Updated

So I'm watching the president on "The View" today and two things hit me — one, he likes friendly questions and two, he got a lot of friendly questions.

Nothing wrong with that. His hosts were gracious and he was grateful. But here's what bugged me as I'm watching President Obama smoothly swatting away their, "How are you enduring all this, Mr. President?" questions: He might be "no drama," but don't tell me he's no thin skin.

Once again, he mentioned the cable pundits, then insisted to — I think it was Joy Behar — how he doesn't listen to them. So I'm thinking to myself, "Then how would he know about what the cable pundits are saying?"

Actually, the president sells himself short. He is very much aware of the cable chatter and his cable critics. He was very much aware of the dilemma Joy addressed when she talked about the big guy getting his narrative out, and — insert news alert here — not that of Fox News.

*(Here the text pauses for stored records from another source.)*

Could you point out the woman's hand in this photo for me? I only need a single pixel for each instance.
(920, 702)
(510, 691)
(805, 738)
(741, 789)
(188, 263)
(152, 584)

So he blithely dismisses that narrative as obviously the wrong narrative and critics of his administration as obviously clueless about his administration.

He kept insisting he didn't pay the chatter the slightest attention, but he didn't seem to forget a single slight — like how he's made a mess of things and told "The View" ladies he inherited that mess of things; like how he's losing jobs and says he's actually creating jobs.

People should be grateful and those who questioned that, didn't understand this — he's above that and them. He’s cool, his critics drool.

He's smooth all right, but don't tell me he isn't cataloguing those he thinks do him wrong. They're part of the chatter he says he doesn't hear, but seems to know remarkably well.

I'd have brought that up. But I guess that's why the president's not sharing his views with me and with the ladies on "The View" instead. Better view, probably better crowd.